Location
- 17000 Arnold Drive Sonoma, (Sonoma County), California 95476 United States 38°19′15″N 122°30′19″W﻿ / ﻿38.32083°N 122.50528°W

Information
- Type: Private, IEP education
- Established: 1949
- Principal: Courtney Jackson
- Grades: 9-12
- Average class size: 8-10
- Colors: Green and gold
- Mascot: Hawk
- Team name: Hawks
- Accreditation: Western Association of Schools and Colleges
- Website: https://hannaacademy.org

= Hanna Academy =

Private high school in Sonoma, California

Hanna Academy is a nonpublic, co-ed high school in Sonoma, California, United States. It serves students with Individual Education Plans (IEPs), primarily those with behavioral and emotional challenges.

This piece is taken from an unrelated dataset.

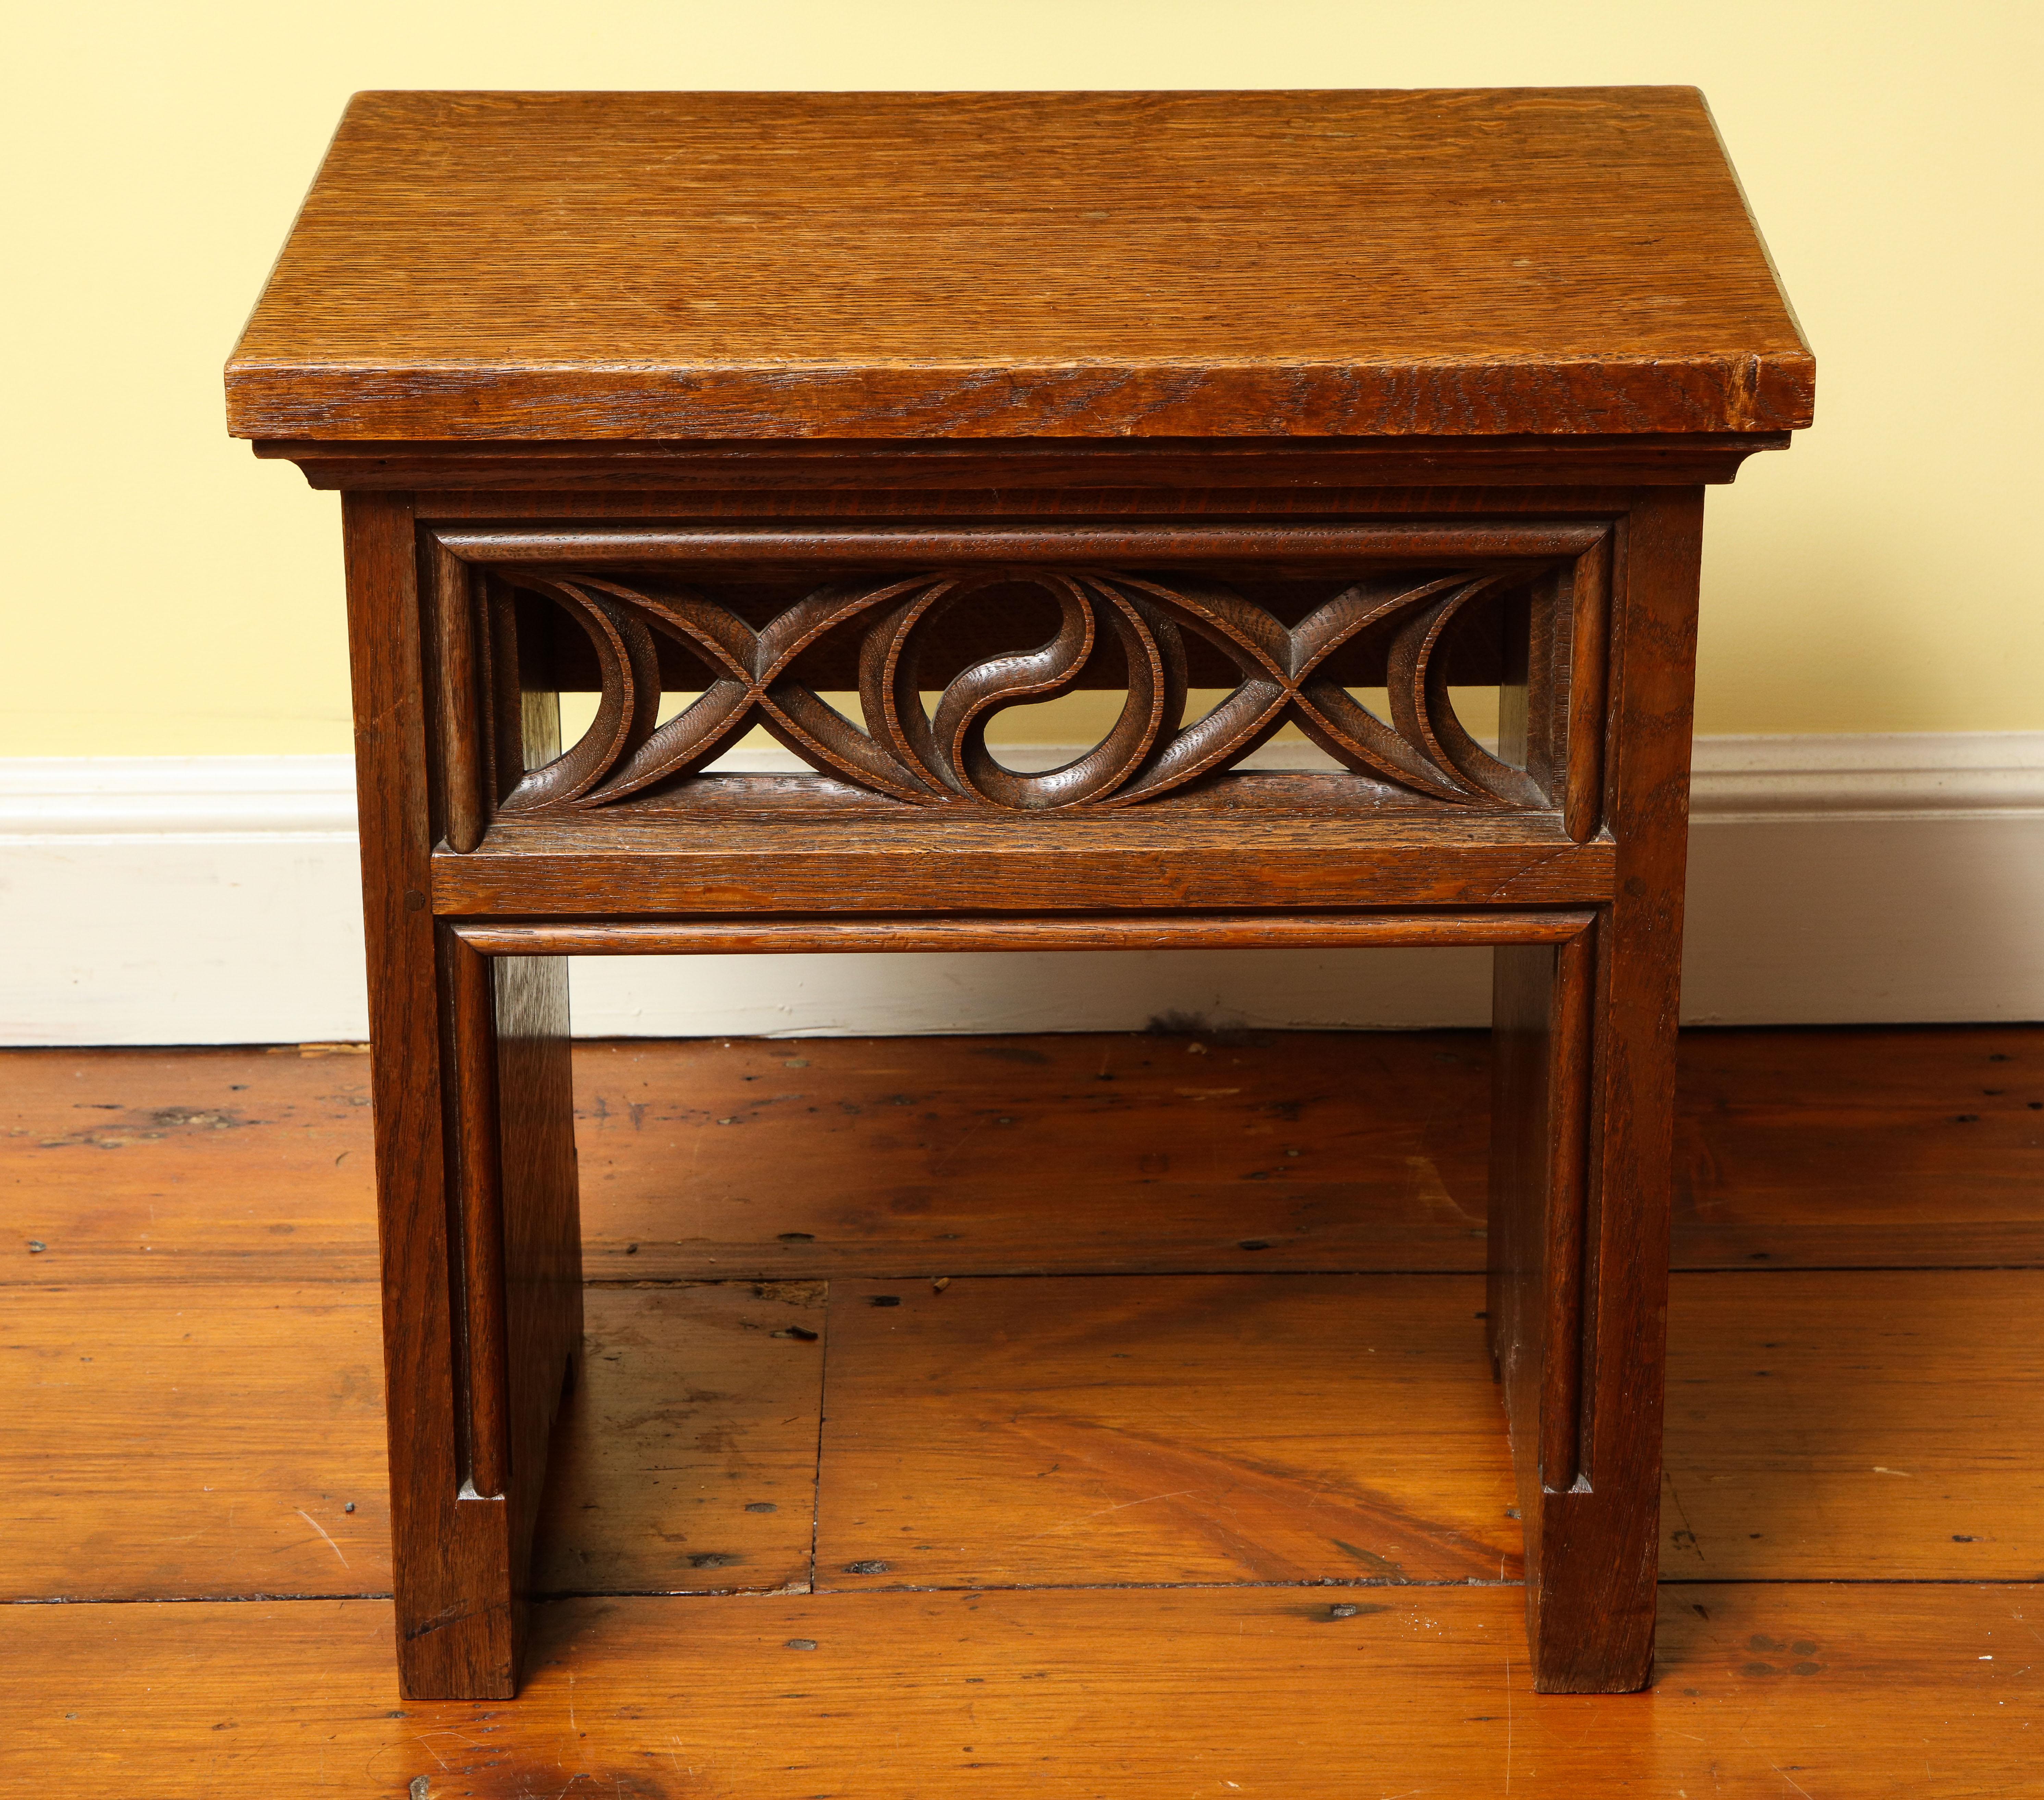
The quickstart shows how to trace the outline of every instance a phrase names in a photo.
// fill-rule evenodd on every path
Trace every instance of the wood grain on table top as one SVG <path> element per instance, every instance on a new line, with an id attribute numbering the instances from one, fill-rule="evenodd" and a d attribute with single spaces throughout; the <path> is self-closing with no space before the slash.
<path id="1" fill-rule="evenodd" d="M 1812 364 L 1675 87 L 358 95 L 256 438 L 1690 433 Z"/>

The school offers both traditional academic instruction in addition to life skills education and a residential program for students.

==Background==
Hanna Academy is a non-public, non-denominational, coeducational high school in Sonoma County that has served students since 2023. The school focuses on trauma-informed care and equipping students with life skills in addition to traditional academics. Previously, the school was part of the Hanna Boys Center, a residential treatment center for troubled youth.

==Archbishop Hanna High School for Boys==

The school was originally called Archbishop Hanna High School for Boys, and was established in 1948. It started accepting girls in 2023.